Moral e material

Danos são cumuláveis, mesmo antes da Constituição de 88

Autor

24 de outubro de 2005, 14h28

Danos morais e patrimoniais são cumuláveis, mesmo que o fato que deu origem à indenização tenha ocorrido antes da Constituição Federal de 1988. Este tipo de indenização já estava previsto no Código Civil de 1916 (artigo 159) e a Constituição veio apenas para reforçar a previsão. O entendimento é da 4ª Turma do Superior Tribunal de Justiça.

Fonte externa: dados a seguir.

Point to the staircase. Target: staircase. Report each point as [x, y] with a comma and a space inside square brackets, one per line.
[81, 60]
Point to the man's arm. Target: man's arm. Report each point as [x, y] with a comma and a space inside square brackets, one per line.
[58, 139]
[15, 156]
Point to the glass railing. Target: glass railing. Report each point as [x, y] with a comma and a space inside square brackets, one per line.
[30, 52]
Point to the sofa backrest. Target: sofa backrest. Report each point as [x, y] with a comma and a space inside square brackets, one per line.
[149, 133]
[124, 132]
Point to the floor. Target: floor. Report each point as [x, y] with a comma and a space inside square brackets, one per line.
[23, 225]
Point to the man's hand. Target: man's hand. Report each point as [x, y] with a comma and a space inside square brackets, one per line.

A mulher e dois filhos de um homem morto em acidente de trânsito em 1987 entraram com recurso no STJ contra decisão do Tribunal de Justiça de São Paulo, que negou a cumulação de indenização por danos materiais e morais.

O relator do caso, ministro Barros Monteiro, esclareceu que a Súmula 37 do STJ prevê que “são cumuláveis as indenizações por dano material e moral oriundas do mesmo fato”. Por conta disso, fica fora de propósito o entendimento adotado pela segunda instância.

A indenização foi fixada na quantia equivalente a cem salários mínimos para cada um dos três filhos (R$ 30 mil para cada em valores atuais). A decisão da 4ª Turma foi unânime.

História

A ação reparatória foi movida por Eva de Souza Porto Soares e seus filhos, menores à época, contra a Viação Transdutra. Em janeiro de 1987, um ônibus da empresa se envolveu num acidente que resultou na morte de Arsênio José Soares, marido e pai dos autores, que viajava como passageiro.

Em primeira instância, a empresa foi condenada a pagar pensão alimentícia aos filhos, desde a data do acidente até quando a vítima completasse 65 anos. O valor da pensão foi fixado em dois terços da renda medida à época. A sentença condenou também a empresa ao pagamento de indenização por dano moral de cem salários mínimos.

Quanto à mulher, a sentença extinguiu o processo por carência da ação (espécie que ocorre quando a parte não atende a certas condições legais, sem as quais, o órgão é dispensado de decidir o mérito de sua pretensão).

Os recursos das partes foram parcialmente aceitos pela 10ª Câmara de Férias do 1ª Tribunal de Alçada Civil de São Paulo: à família, para reconhecer o direito de acrescer (absorção em favor dos demais sucessores da parte cabível a um co-legatário que não a quer ou não pode aceitá-la), e à ré para excluir a reparação por dano moral.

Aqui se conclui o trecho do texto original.